Tuesday, November 8, 2016

Business Houses


Family Firms                                                                                                       
 The late K.M Mathew, describes in his autobiography, the famous Mammen Mappillai family, founders of the Malayala Manorama in Kerala. Written at the age of 90 years, Mathew wanders through a labyrinth, with the help of his mother’s ring, symbolising love and integrity, left to him by his father, who had melted down his wife’s ornaments and had a ring soldered for each of his children. So, K M Mathew calls his memoir, “Ettam Modram” or “The Eighth Ring”,  (Penguin Viking 2015) as he was the eighth child.
The book takes on the analogy of the Ancient Mariner, with the parallel of the sea farer who tells a tale, but we remain transfixed as readers as the author writes about the travails of the family which go through unusual situations of wealth and poverty. It is as much a history of Kerala, told from the point of view of dominant caste politics, as well as their relationships with their friends and those who served  them. One of the chapters is devoted totally to the collusion politics of  C.P Ramawami Aiyar against the St Thomas Christians and the Mammen Mapillai family in particular. Participation in the Freedom Movement by the author’s father, , eight years in prison and then to return broken hearted to the bedraggled circumstances of their lost fortunes is told with intimate detail. The banks that Mammen Mappilai owned were shut down, the newspaper closed, and the family had to restart it’s ventures.
“Appachen could not bear the disappointment when the establishment that he had nurtured with his dreams and hard work, and that had grown to become the biggest insurance company in India, changed hands. It had flourished better than our bank. I sometimes think that even if it had not crashed, both the bank and the insurance company would anyway have been nationalised later, in 1969. The insurance company that Chaidambaram Chettiar took over from us became a part of the Life Insurance Corporation of India, the LIC, when all the insurance companies in the country were nationalised.” (128)
Failure was not an embarrassment to the Mammen Mappillai family.
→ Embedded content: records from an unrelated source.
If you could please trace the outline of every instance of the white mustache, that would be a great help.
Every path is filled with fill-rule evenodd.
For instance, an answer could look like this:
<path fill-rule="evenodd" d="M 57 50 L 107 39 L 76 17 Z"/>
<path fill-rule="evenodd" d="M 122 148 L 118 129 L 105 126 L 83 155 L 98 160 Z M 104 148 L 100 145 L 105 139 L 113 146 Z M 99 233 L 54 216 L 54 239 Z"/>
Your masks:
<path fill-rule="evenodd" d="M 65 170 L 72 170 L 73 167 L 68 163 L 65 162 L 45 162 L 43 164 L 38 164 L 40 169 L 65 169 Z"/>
The women kept cows and sold the milk to support the family. They all lived together, when circumstances forced them to, shifting out to their own homes when their economic condition improved. Their lovely home at Kuppapuram, near Allapuzha town became their icon, in the days when  several members of the family were shunting around in small houses  in Presidency towns, while finding new trades. The balloon factory became their first successful business during the second world war, with it’s market in Bombay, where one of the brothers lived and traded. The factory itself was in one of their tea plantations,  in Kerrikunda in Chikmagalur District. The smell of latex killed off one of their brothers, K.M. Jacob or Chacko, who had resisted the appearance of the factory next to his  well maintained colonial bungalow, in the tea estate. However, the profit motive and the good of the family  as a cluster, was seen to be sufficient reason to establish  the factory, in spite of the resistance of the brother who had inherited the family gene for bad lungs.
 How the balloon factory led the way to the Madras Rubber Factory is an enthralling story.  The  Manorama Family keeps its rural sensibility, and overthrows a multinational company, using their wit, loyalty of workers, and adherence to norms. Tragedy overtakes them many times, but they just pick themselves up and start again. Among his father’s papers Mathew finds a note to the children about losses incurred while building an empire. These include the failure of a chit fund, which is a type of local banking; a lemon grass producing oil unit; a wholesale business in Kottayam; a coir processing unit; losses incurred in the Kottanad, Tamarasserry, and Nilambur estates; ship purchased and losses incurred; a cigarette factory; a tile factory; losses in land purchased in Punalur, Chengars, Pullikkanam. (199)  Ofcourse these losses were nothing to the closing down of the bank, insurance company and newspaper, during the time when C.P ruled Kerala in the name of the regent.
The women K.M. Mathew writes about dominate the narrative. His mother always hired a house in Alleppey, to have her babies, since she didn’t want to give birth in Kuppappuram which flooded regularly.  His sisters in law are marked by their grit and effeciency. As for romantic love, K.M. Mathew suggests that he never had cause to think about women before his marriage, because it was not the custom. His love for his wife, Annamma is a  palpable and grateful love  which was immortalised through a biography of the same name, which I look forward to reading. Docility and authority were the two virtues women were meant to have, apparently.